The most repugnant element of John Bercow’s election as Speaker of the House of Commons was the way in which many Conservative MPs were so unmagnanimous about it, and even talked about him being ousted if the Tories have a majority after the next election.

It’s blatantly wrong to judge someone before they’ve had even a day in office. In addition, the Speaker is a neutral figure who should command respect from all parties. But most importantly, such a grudging, even parsimonious response to a victory that was as hard-fought as any constituency election shows that the Conservatives have not learned a thing from the public’s indignation about the expenses scandal.

Of course, when a Parliament with a Labour majority (yes, there’s still a Labour majority in Parliament in case you’d forgotten) votes for a Conservative MP to be Speaker, you know it won’t be a dyed-in-the-wool Tory. But that’s precisely the point! John Bercow has been elected because he has shown he understands points of view that go beyond the boundaries of his own party.

What the British public has been screaming for is a politics that reflects the reality in their own lives. That reality is that you have to make do with increasingly tight budgets, and that you have to find areas of compromise.

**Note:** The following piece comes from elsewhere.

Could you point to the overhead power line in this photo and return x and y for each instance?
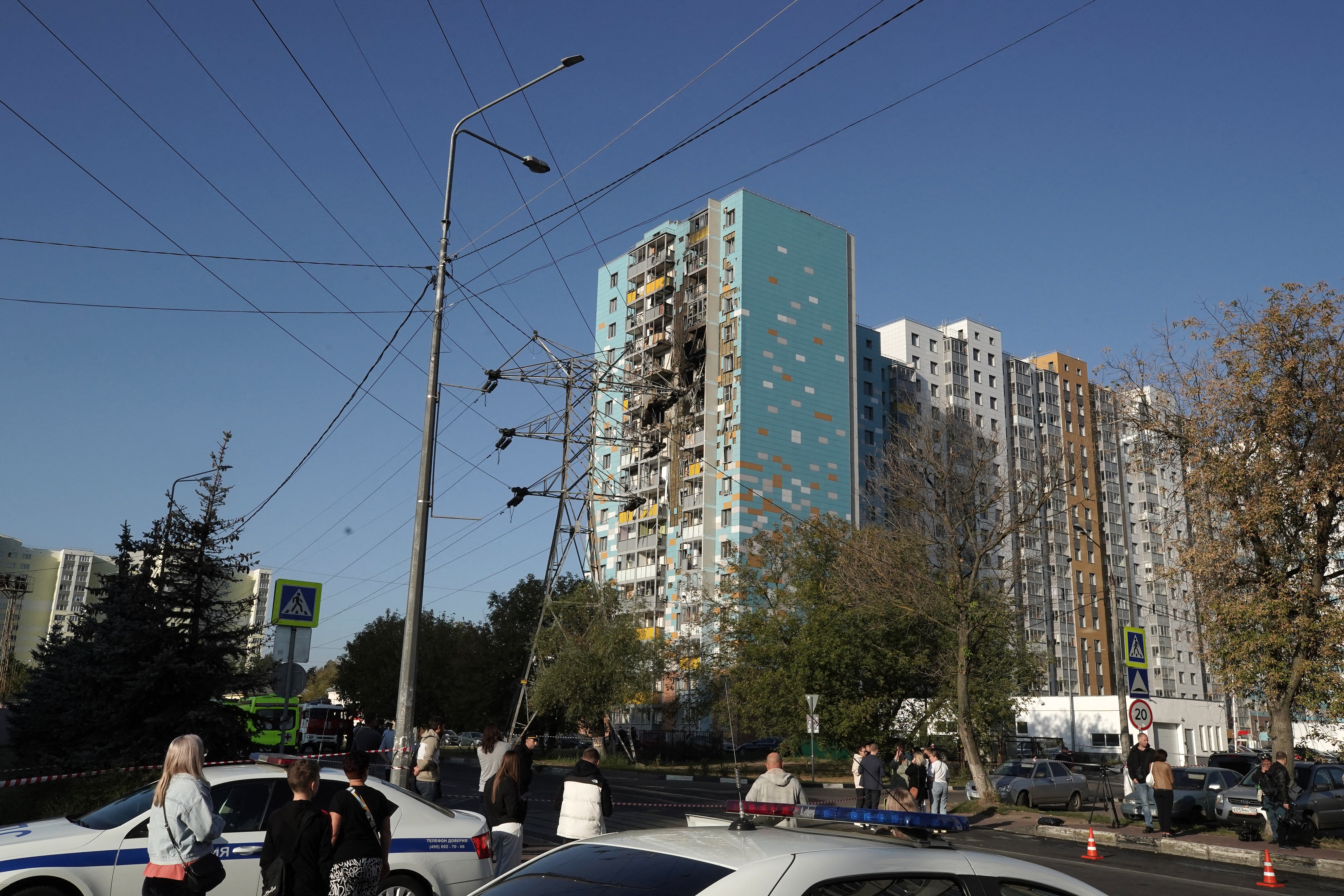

By contrast, our politics has become a parliamentary bubble in which members think it’s OK to claim for everything that moves (or flows, in the cast of moats). By doing so, MPs have got themselves and this country’s democratic traditions into deep water. So the election of a new Speaker became a signal of whether the Westminster village was willing to think outside its own bubble – and in the election of John Bercow, it showed it was.

I have no idea how good a Speaker Bercow will be, but in the current circumstances the election of a man who has clearly modified his convictions on the basis of experience and listening to other people’s points of view is a good sign. And if he’s too far to the left for many Tories, that is precisely what makes him a Speaker in whom many of us can have some hope.

I understand he has a manner that can alienate as much as attract, but the man deserves a chance. And if the Conservatives can’t accept that a 46-year-old Speaker who has some ideas of his own might be good for British parliamentary democracy, it makes you wonder how fit they are to be the party of government.